Sinusoidal modeling (SM) and hybrid sinusoidal + transient + noise modeling (STN) are well established signal processing frameworks applicable to speech and audio analysis, time and pitch scaling, enhancement, restoration, source separation, automatic recognition, watermarking, compression, and synthesis [1-11]. Within a STN model, the signal is modeled as a sum of transients (a sequence of damped sinusoids or short-time impulses), quasi-sinusoids with continuously varying magnitudes and frequencies (called the deterministic component), and a stochastic component (noise), whose short-time power spectra envelope changes over time. In order to achieve such representation, the input signal is decomposed into impulse-like wideband components, narrow-band components, and the residual. For sinusoidal analysis, the signal is split to overlapping segments called frames, its magnitude spectrum is computed in each frame, quasi-sinusoidal partials are detected as distinctive peaks, and corresponding parameters (frequency, amplitude and phase) are estimated. Subsequently, these peaks are linked between neighboring frames, by a tracking algorithm that takes into account various continuity criteria and forms sinusoidal trajectories.
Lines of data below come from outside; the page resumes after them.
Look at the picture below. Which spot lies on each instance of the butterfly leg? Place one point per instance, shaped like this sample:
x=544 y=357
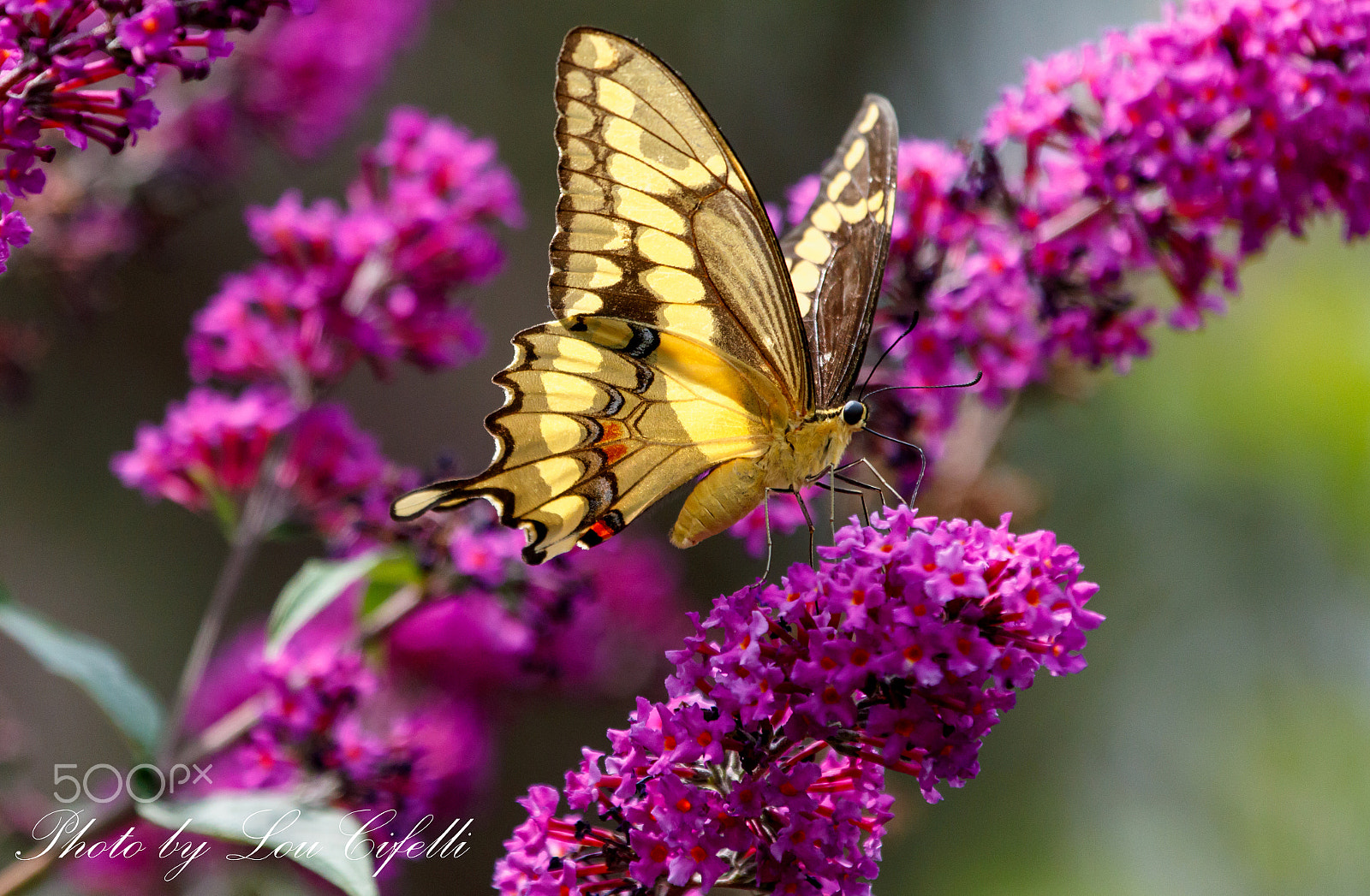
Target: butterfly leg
x=803 y=506
x=766 y=513
x=885 y=483
x=832 y=504
x=867 y=487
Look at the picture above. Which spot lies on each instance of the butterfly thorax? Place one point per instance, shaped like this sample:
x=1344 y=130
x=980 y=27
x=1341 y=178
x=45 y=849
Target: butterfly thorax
x=803 y=453
x=808 y=449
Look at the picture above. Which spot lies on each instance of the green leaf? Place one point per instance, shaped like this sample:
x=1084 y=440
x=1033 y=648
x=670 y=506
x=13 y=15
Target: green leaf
x=248 y=816
x=92 y=666
x=388 y=577
x=312 y=590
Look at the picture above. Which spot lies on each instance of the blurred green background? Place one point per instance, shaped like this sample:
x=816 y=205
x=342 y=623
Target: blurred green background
x=1218 y=494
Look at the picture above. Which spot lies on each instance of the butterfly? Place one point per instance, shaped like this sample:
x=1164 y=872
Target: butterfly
x=688 y=339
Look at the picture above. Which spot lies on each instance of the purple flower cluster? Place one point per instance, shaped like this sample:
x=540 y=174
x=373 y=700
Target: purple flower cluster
x=209 y=453
x=340 y=727
x=788 y=704
x=372 y=280
x=411 y=727
x=1144 y=152
x=54 y=54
A reconstruction of signal from the trajectory data is possible by generating quasi-sinusoidal components in a sample by sample manner, with continuously variable parameters that are interpolated between the estimated and linked parameters. This reconstructed signal may by subtracted from the original signal in order to obtain a residual. The residual contains mostly non-sinusoidal part of the signal and is usually modeled as a non-stationary noise with varying intensity and spectral envelope. The spectral envelope may be modeled as an all-pole filter response, e.g. by the use of the LPC technique.

Developers:

Maciej Bartkowiak, **mbartkow_at_multimedia.edu.pl**

Tomasz Żernicki, **tomasz.zernicki_at_zylia.pl**

Łukasz Januszkiewicz, **ljanuszkiewicz_at_multimedia.edu.pl**

References:

- T.F. Quatieri, R. J. McAulay, "Speech analysis/synthesis based on a sinusoidal representation", IEEE Trans. on Acoustics, Speech and Signal Processing, vol. 34, no. 4, 1986.
- J.O.Smith, X.Serra, "PARSHL: An Analysis/Synthesis Program for Non-Harmonic Sounds Based on a Sinusoidal Representation", Int. Computer Music Conference, 1987
- G. Peeters, X. Rodet, "SINOLA: A New Analysis/Synthesis Method using Spectrum Peak Shape Distortion, Phase and Reassigned Spectrum", Proc. International Computer Music Conference (ICMC), Beijing.
- K. Fitz, L. Haken, "Sinusoidal modeling and manipulation using Lemur", Computer Music Journal, 20:4, Winter 1996
- M. Macon, L. Jensen, J. Oliverio, M. Clements, E. George, "A Singing Voice Synthesis System Based on Sinusoidal Modeling", Proc. ICASSP'97, vol. 1, 1997
- T. Verma, T.H.Y. Meng, "Time Scale Modification Using a Sines + Transients + Noise Model", Proc. DAFx'98, Barcelona, 1998
- H. Purnhagen, B. Edler, Ch. Ferekidis, "Object-Based Analysis/Synthesis Audio Coder for Very Low Bit Rates", Paper 4747, Proc. 104th AES Convention, 1998
- T. Tolonen, "Methods for Separation of Harmonic Sound Sources Using Sinusoidal Modeling", Paper 4958, Proc. 106th AES Convention, May 1999
- L. Girin, S. Marchand, "Watermarking of speech signals using the sinusoidal model and frequency modulation of the partials", Proc. ICASSP'04, vol.1, 2004
- J. Jensen, J.H.L. Hansen, "Speech enhancement using a constrained iterative sinusoidal model", IEEE Trans. SAP, vol.9, no.7, 2001
- T.Heittola, A.Klapuri, T.Virtanen, "Musical Instrument Recognition in Polyphonic Audio Using Source-Filter Model for Sound Separation", Proc. ISMIR 2009

The **hybrid sinusoidal modeling Matlab toolbox** offered on this webpage is an open-source project
intended strictly for research and educational purposes. The package is currently
under development. The current version is a second release, however occasional bugs
may still occur. We are open for any comments, bug reports and suggestions of further development.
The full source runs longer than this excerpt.